You should make a whole branch for this too, maybe a little later.

I`ve added it above, maybe this will help shed some light.
When you say "bought cheap, sold high", you miss the most important thing - to hold. It's the word HOLD, not the perceived or real advantages over someone else. It's just that you don't just hold it, you have to hold it wisely. That's where the profit is in the "hold it wisely". And to hold it wisely, that's what proper analysis is for. How to do it is a detail. And I'm not talking about the analysis of time holding, I'm talking about the analysis of the price value or the analysis of the law of its change, whichever is more to your liking (I wrote more details above, I won't repeat it).

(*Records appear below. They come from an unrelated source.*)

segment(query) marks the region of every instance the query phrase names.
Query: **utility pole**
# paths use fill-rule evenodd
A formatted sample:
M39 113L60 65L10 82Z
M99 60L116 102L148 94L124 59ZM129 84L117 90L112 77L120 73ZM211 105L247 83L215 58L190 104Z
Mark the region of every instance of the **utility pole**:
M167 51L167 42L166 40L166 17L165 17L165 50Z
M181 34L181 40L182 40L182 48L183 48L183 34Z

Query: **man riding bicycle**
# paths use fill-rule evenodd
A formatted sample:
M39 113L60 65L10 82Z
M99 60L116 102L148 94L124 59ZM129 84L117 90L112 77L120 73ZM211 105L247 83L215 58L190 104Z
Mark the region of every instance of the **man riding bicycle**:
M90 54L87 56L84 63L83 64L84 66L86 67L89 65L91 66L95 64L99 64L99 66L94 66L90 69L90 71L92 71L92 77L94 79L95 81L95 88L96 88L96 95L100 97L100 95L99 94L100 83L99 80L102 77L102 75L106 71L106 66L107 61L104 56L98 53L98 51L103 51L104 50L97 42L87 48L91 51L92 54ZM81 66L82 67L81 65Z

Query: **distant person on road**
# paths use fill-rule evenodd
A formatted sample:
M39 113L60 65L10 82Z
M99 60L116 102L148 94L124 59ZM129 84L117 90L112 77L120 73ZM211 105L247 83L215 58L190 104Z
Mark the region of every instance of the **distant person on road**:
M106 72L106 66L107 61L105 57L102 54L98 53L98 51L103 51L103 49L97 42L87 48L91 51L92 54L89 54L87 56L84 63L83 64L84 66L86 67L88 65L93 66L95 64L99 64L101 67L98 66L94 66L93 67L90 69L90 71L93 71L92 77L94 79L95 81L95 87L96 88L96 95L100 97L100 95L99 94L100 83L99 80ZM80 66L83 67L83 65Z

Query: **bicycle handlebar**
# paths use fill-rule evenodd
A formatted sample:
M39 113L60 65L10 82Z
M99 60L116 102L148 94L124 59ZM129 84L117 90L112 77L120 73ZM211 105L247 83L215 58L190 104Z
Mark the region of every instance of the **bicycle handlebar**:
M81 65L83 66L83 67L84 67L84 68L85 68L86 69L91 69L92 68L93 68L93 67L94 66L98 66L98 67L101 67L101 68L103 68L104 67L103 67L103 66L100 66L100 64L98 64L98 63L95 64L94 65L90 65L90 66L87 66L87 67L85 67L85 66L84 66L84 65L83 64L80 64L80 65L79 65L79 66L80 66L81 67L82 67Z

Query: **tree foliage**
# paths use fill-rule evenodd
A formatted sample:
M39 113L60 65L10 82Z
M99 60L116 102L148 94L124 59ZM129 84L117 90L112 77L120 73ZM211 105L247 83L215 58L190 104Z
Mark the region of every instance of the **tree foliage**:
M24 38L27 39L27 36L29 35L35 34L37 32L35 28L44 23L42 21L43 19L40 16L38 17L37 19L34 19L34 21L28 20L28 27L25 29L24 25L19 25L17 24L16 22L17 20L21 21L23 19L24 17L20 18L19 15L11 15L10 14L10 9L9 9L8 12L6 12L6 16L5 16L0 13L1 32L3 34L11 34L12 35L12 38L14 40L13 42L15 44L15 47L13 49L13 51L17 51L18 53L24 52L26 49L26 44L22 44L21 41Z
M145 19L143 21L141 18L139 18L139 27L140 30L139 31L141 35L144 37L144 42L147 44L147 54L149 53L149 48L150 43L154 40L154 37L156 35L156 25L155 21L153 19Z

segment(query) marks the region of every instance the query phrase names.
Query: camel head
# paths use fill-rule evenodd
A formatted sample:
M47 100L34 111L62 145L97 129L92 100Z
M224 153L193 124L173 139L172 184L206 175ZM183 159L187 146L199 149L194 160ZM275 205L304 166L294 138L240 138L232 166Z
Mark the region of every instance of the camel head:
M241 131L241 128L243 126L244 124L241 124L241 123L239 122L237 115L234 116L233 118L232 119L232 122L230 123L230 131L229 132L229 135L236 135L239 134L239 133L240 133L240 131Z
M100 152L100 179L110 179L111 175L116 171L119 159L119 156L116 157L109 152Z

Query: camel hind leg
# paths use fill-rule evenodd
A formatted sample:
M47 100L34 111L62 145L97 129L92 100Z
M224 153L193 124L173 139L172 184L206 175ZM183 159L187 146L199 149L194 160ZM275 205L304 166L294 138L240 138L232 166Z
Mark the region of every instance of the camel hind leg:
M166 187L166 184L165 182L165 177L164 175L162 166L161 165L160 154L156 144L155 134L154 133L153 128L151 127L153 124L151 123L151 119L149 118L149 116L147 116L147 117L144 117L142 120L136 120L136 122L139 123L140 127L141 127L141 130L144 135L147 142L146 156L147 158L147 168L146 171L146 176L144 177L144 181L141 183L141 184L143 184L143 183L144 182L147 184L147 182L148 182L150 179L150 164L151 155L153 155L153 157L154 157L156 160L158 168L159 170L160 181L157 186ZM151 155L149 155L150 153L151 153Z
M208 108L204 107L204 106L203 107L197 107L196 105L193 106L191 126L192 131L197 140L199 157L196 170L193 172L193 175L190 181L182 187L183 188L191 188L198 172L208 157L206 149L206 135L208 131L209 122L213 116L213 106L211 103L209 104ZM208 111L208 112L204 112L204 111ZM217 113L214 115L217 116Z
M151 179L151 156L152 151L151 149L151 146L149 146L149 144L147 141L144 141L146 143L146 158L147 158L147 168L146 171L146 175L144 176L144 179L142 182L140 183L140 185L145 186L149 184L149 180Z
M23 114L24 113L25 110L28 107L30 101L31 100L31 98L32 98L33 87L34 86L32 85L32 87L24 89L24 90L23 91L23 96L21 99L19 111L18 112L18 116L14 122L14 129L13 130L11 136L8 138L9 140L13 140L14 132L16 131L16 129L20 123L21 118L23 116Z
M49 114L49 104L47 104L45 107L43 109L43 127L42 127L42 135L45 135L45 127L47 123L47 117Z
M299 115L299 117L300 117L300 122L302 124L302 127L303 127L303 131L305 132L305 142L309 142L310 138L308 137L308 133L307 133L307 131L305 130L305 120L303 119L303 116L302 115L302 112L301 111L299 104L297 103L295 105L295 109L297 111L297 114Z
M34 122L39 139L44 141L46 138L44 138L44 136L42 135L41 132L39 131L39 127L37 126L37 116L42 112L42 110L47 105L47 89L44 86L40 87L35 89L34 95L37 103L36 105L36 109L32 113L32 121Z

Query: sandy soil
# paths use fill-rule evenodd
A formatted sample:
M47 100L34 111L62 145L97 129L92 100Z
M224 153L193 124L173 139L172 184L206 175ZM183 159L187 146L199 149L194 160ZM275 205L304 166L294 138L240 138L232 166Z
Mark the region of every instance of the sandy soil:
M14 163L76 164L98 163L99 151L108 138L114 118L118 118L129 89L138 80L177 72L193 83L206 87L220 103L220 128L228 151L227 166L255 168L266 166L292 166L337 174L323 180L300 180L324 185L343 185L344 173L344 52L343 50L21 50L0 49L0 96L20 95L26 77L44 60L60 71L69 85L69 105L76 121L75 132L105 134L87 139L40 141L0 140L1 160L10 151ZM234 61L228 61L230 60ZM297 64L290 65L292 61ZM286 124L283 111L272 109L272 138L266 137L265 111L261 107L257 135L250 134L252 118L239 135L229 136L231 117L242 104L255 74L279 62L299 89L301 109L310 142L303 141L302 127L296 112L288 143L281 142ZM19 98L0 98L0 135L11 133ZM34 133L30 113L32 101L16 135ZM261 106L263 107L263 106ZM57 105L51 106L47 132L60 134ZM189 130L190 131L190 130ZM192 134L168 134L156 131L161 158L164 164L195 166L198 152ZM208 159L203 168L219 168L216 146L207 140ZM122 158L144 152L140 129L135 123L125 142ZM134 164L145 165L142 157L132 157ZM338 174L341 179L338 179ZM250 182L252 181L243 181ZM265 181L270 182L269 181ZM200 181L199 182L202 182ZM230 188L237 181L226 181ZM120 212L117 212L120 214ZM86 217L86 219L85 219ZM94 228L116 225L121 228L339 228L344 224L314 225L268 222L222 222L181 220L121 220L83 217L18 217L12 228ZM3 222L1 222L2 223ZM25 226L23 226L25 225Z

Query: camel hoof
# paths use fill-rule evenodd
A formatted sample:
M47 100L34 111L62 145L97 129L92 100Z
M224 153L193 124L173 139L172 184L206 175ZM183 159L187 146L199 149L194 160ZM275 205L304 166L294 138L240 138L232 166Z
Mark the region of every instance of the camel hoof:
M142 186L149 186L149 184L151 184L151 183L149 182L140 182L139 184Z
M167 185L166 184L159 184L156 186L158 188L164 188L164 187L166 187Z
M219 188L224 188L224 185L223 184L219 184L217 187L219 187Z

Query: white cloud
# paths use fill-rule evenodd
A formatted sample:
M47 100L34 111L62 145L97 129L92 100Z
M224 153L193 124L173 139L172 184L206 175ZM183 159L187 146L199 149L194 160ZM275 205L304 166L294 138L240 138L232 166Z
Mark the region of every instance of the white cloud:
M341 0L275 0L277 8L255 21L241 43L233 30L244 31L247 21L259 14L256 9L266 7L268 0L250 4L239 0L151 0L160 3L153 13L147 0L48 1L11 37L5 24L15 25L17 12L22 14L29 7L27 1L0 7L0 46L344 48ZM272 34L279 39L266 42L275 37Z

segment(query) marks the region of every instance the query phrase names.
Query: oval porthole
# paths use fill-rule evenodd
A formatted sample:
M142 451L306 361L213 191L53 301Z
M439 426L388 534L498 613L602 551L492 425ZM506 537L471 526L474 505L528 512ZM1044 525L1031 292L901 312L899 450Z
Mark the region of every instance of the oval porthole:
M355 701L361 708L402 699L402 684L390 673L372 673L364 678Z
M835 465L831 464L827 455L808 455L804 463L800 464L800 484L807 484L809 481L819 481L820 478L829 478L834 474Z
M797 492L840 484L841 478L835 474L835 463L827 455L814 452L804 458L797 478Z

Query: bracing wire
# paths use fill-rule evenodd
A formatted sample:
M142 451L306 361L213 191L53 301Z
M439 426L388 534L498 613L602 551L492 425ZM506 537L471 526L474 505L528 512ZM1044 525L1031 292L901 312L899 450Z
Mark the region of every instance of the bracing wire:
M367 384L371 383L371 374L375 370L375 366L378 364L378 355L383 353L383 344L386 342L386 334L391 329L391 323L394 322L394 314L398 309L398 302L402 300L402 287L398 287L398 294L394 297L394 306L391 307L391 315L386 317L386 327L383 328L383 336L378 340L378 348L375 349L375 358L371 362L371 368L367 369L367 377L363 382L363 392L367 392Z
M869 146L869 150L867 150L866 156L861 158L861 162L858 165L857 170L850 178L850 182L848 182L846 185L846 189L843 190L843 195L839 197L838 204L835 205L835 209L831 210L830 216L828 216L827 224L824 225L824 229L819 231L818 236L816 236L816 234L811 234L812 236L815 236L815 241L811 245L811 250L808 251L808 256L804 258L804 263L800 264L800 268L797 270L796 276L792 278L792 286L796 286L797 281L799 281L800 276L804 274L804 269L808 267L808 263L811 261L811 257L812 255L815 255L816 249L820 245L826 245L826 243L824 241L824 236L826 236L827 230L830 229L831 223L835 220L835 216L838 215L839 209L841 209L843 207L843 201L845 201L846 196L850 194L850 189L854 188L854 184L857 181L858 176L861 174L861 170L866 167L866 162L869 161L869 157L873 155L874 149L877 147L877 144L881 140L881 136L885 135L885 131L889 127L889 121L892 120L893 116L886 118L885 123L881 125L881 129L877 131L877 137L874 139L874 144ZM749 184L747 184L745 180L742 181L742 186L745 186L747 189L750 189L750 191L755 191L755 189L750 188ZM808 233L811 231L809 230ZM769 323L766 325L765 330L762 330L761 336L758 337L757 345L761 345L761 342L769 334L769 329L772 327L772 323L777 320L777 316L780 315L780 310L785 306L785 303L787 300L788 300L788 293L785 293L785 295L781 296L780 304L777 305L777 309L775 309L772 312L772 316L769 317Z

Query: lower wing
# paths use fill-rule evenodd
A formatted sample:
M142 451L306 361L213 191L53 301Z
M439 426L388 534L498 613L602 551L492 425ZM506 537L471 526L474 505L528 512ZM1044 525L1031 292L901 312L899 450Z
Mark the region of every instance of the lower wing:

After all, what kind of trading are we talking about, spatial or temporal?

 
What a battle around something taken as a basis without evidence... maybe it's a little early to break the endless chain of only 50-70 years long... maybe dig back 400 years to the first axioms of the Japanese rice exchange... maybe the chain should be broken there....
 
ratnasambhava:

You say: buy, hold and sell currency, readAdvantage.
And I say: bought, held and sold the currency, read THEM.

I can't find the word "held" in your crazy words. Anything you write further is even more crazy, as Useddd correctly pointed out. So there's no point in continuing to discuss craziness )) I think everything I've described is self-explanatory.

So what else is there on the axioms? :)
 
IvanIvanov:
there's a lot of fighting over something that's taken as a basis without proof... maybe it's a little early to break the endless chain of only 50-70 years long... maybe dig back 400 years to the first axioms of the Japanese rice exchange... maybe the chain should be broken there....

Proof of what? That if someone bought a kg of potatoes (carrots, wheat, euros, AIG shares, etc.) from someone else, that someone else sold them that kg? What drives the demand and supply? If there is a lot of potatoes or whatever, the price goes down, if there is not enough - it goes up? That in order to buy or sell something you need to keep track of supply and demand for this "something"? If you have to prove it, then maybe you are in the wrong business?

Or do you only trade based on the price chart in the mt)?

Not to be unsubstantiated:

 
stranger:

What makes you think there will be an oversupply in the red zone? Maybe the price will balance out there?
 
mmmoguschiy:
What makes you think there will be an oversupply in the red zone? Would the price balance out there?
There's the word possible in the sentence, written in big letters. And it says that supply and demand have to be monitored when the price gets there to know if it will exceed or not.